Bildhauerei der Renaissance in Italien – 3. Teil: MANIERISMUS

Stadtbücherei Bochum
Lore-Agnes-Raum
Gustav-Heinemann Platz 2 - 9
Bochum
Bildhauerei der Renaissance in Italien – 3. Teil: MANIERISMUS
von Ulrich Forster
So groß war der Ruhm, den Michelangelo Buonarotti während der langen Jahrzehnte seiner erstaunlichen Karriere in Italien erworben hatte und so kühn waren viele seiner Entwürfe, dass es für eine nachfolgende Künstlergeneration eine gewaltige Herausforderung darstellte, aus dem Schatten des übergroßen Vorbildes herauszutreten. Zumal eine eigenständige „Maniera“, eine unverwechselbare Handschrift als Künstler zu finden, eine wichtige kunsttheoretische Forderung der Zeit war.

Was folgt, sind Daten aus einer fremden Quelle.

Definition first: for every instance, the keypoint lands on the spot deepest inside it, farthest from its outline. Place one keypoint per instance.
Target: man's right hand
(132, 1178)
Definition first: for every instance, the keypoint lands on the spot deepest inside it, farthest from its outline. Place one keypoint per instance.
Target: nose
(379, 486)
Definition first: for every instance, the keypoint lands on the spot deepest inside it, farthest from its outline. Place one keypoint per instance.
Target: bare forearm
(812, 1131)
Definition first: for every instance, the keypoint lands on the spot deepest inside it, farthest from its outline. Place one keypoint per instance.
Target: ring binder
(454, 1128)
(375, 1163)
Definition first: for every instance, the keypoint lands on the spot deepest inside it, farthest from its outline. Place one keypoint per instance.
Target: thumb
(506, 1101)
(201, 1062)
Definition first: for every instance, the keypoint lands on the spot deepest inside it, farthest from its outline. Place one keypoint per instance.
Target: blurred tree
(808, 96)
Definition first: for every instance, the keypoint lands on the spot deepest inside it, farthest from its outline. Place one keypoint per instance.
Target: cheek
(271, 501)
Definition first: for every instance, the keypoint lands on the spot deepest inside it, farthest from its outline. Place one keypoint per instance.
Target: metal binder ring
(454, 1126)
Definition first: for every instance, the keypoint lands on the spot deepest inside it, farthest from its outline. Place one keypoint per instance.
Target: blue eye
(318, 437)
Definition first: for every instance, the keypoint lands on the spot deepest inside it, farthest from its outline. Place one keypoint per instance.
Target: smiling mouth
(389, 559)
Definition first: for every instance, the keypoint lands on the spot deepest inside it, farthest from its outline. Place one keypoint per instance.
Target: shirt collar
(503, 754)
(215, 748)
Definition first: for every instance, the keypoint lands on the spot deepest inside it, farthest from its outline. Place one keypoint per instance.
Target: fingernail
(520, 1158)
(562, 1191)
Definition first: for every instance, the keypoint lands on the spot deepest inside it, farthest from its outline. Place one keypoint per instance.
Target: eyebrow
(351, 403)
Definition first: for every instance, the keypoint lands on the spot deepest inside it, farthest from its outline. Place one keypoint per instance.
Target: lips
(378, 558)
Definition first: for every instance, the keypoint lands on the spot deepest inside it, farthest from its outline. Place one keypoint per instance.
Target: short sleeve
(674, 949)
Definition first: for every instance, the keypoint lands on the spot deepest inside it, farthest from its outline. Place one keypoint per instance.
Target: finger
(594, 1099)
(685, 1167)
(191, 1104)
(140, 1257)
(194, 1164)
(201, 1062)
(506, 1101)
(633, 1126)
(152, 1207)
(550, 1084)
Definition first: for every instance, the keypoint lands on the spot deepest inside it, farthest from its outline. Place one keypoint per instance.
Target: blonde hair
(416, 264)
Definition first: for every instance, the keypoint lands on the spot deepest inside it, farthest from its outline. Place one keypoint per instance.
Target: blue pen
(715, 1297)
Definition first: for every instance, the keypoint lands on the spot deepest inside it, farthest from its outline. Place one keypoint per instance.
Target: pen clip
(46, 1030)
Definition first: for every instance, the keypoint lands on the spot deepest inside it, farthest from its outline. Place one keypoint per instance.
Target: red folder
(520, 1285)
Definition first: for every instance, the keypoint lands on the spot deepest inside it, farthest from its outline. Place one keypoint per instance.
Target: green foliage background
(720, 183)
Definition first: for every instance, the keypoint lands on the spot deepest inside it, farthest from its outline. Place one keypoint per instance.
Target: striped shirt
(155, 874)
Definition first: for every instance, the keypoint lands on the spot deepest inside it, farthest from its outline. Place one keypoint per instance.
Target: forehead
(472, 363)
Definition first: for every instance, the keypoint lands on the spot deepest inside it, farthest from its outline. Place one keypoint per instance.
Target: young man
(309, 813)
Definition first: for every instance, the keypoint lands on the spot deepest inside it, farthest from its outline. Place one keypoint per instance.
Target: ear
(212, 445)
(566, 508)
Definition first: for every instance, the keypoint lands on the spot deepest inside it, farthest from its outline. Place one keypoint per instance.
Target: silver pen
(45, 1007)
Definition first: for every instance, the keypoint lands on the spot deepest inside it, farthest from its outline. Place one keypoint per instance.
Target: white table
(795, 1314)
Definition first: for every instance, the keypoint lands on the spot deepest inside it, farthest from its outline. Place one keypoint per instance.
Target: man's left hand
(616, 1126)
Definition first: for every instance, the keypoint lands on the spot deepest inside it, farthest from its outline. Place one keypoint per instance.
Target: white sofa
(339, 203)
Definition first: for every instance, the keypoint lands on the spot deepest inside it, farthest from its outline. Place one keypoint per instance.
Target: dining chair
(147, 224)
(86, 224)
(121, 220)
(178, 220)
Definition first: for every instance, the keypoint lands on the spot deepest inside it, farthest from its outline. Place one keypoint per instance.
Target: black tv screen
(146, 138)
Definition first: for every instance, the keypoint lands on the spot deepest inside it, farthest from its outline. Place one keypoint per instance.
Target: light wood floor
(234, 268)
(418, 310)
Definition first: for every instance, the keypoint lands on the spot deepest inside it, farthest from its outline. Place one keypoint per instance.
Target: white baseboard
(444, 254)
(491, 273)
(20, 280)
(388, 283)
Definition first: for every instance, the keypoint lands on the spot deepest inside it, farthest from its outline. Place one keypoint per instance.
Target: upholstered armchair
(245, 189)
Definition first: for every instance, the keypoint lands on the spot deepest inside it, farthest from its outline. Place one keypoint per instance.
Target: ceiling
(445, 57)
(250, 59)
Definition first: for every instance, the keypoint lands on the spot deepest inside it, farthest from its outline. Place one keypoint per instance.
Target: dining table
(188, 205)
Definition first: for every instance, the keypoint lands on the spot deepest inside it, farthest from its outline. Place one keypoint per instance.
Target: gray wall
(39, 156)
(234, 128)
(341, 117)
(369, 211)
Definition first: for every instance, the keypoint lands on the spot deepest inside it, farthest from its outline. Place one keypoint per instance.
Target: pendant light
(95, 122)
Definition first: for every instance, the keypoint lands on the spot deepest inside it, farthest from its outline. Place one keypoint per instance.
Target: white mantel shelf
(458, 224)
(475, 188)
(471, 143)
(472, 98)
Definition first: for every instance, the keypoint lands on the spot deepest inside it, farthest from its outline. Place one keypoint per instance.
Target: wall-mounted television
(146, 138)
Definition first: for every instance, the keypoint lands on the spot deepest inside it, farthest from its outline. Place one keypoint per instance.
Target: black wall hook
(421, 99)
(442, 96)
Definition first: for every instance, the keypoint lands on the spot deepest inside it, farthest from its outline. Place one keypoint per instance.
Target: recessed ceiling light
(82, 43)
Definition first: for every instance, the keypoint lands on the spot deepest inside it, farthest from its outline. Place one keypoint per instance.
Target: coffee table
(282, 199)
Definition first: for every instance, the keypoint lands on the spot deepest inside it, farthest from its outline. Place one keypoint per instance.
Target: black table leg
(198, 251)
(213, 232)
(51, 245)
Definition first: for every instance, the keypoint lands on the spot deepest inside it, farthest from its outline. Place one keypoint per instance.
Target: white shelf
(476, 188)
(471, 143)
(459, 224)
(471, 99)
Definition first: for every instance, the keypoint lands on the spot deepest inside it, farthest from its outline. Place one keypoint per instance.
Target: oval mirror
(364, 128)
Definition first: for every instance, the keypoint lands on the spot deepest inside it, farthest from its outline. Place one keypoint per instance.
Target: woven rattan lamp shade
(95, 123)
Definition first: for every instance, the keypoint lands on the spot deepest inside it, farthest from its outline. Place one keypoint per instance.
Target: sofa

Bildhauer wie Benvenuto Cellini, Bartolomeo Ammanati oder Giambologna waren selbstbewusst genug, diese Herausforderung
anzunehmen. Sie suchten und fanden Wege an die Ideen und Neuerungen des Meisters anzuknüpfen, diese weiterzutreiben und auch auf nahezu unbekanntes Terrain skulpturaler Möglichkeiten vorzudringen.
Diese Veranstaltung findet in Kooperation mit der evangelischen Stadtakademie und der Stadtbücherei Bochum statt.